Sur l’article 700 du Code de procédure civile et les dépens :
Succombant, Madame [Y] [W], Monsieur [J] [R] et Madame [O] [C] sont condamnés aux entiers dépens de l’instance, incluant les frais d’expertise judiciaire, ainsi qu’à verser à l’ACCA DE [Localité 70] la somme de 2.500 euros en application des dispositions de l’article 700 du Code de procédure civile.

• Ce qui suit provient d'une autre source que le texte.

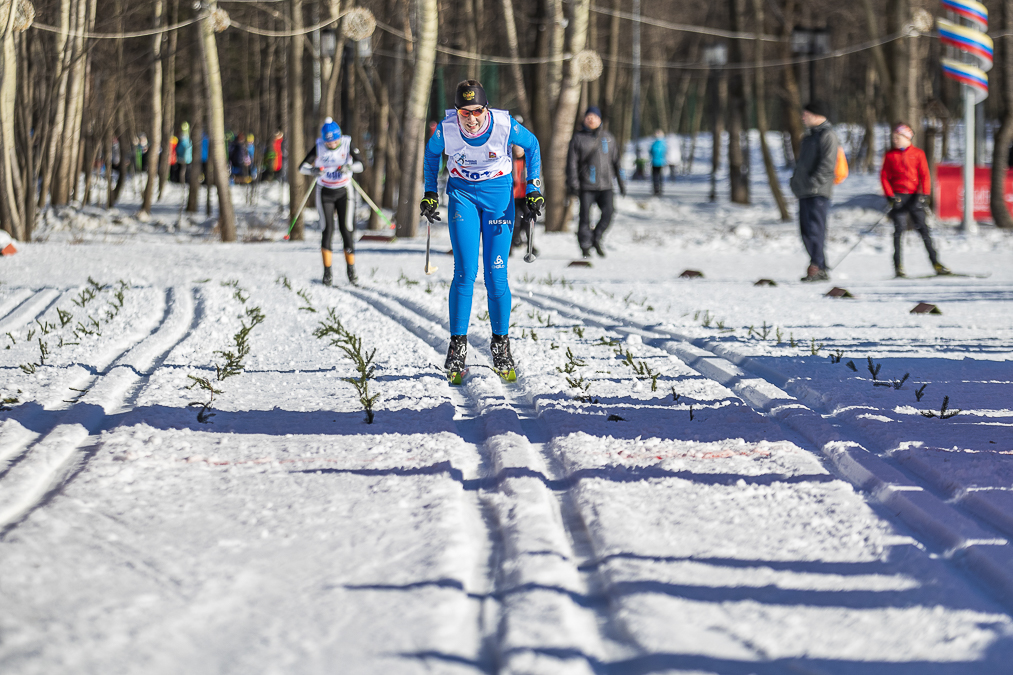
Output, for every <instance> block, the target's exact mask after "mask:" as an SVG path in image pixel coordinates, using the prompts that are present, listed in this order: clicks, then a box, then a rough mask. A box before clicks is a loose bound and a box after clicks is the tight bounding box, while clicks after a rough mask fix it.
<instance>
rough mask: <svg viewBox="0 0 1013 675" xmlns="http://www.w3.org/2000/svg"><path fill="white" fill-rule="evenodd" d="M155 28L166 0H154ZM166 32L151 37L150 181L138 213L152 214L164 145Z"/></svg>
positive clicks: (148, 168)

Sur l’exécution provisoire :
Il sera rappelé qu’en application des dispositions de l’article 514 du Code de procédure civile, la présente décision est de droit assortie de l’exécution provisoire. Aucun motif ne justifie de l’écarter.
PAR CES MOTIFS :
Le Tribunal statuant par décision publique prononcée par mise à disposition au greffe, contradictoire et susceptible de recours devant la Cour d’Appel de Grenoble :
DIT n’y avoir lieu à révoquer l’ordonnance de clôture ;
DECLARE irrecevables les conclusions de Madame [Y] [W] et Monsieur [J] [E] signifiées par RPVA le 11 février 2025 ;
DECLARE irrecevables les conclusions de l’ASSOCIATION DE CHASSE AGREE DE [Localité 70] signifiées par RPVA le 05 février 2025 ainsi que ses pièces 14 à 23 ;
DECLARE irrecevables les conclusions de Madame [O] [C] du 05 février 2023 ainsi que ses pièces 51 à 53 ;
FIXE une servitude de passage bénéficiant aux fonds cadastrés section A n°[Cadastre 5] et [Cadastre 6] sur la commune de [Localité 70] (fonds dominants) sur les fonds cadastrés section A [Cadastre 46], A [Cadastre 45], A [Cadastre 44], A [Cadastre 43], A [Cadastre 16], A [Cadastre 17], A [Cadastre 53], A [Cadastre 18], A [Cadastre 21], A [Cadastre 22], A [Cadastre 52], A [Cadastre 6], A [Cadastre 7], A [Cadastre 3], A [Cadastre 28] sur la commune de [Localité 70] (fonds servant), ayant pour assiette les chemins existants, selon les tracés figurant sur les plans du rapport d’expertise judiciaire de Monsieur [L] [F] du 05 juillet 2023 ;
DEBOUTE Madame [Y] [W] et Monsieur [J] [R] de leur demande d’ordonner un complément d’expertise afin de déterminer le coût des travaux pour rouvrir à la circulation des véhicules tous terrains le tracé n°1 défini par l’expert judiciaire ;
DIT n’y avoir lieu à limiter l’usage de la servitude de passage ;
AUTORISE Madame [O] [C], Madame [Y] [W] et Monsieur [J] [R] à mettre en place des portails fermés à clés à l’entrée et à la sortie de leur propriété, et de remettre chacun un jeu de clés à l’ASSOCIATION DE CHASSE AGREE DE [Localité 70], dans la mesure où ces portails laissent un passage suffisant pour l’exploitation normale du fonds ;
CONDAMNE l’ASSOCIATION DE CHASSE AGREE DE [Localité 70] à verser à Madame [Y] [W] la somme de 7.500 euros à titre d’indemnité en contrepartie de la servitude de passage ;
CONDAMNE l’ASSOCIATION DE CHASSE AGREE DE [Localité 70] à verser à [J] [R] la somme de 7.500 euros à titre d’indemnité en contrepartie de la servitude de passage ;
CONDAMNE l’ASSOCIATION DE CHASSE AGREE DE [Localité 70] à verser à Madame [O] [C] la somme de 10.000 euros à titre d’indemnité en contrepartie de la servitude de passage ;
CONDAMNE Madame [Y] [W], Monsieur [J] [R] et Madame [O] [C] à verser à l’ASSOCIATION DE CHASSE AGREE DE [Localité 70] la somme de 2.500 euros en application des dispositions de l’article 700 du Code de procédure civile ;
CONDAMNE Madame [Y] [W], Monsieur [J] [R] et Madame [O] [C] aux entiers dépens de l’instance, incluant les frais d’expertise judiciaire ;
RAPPELLE que la présente décision est de droit assortie de l’exécution provisoire et DIT n’y avoir lieu à l’écarter.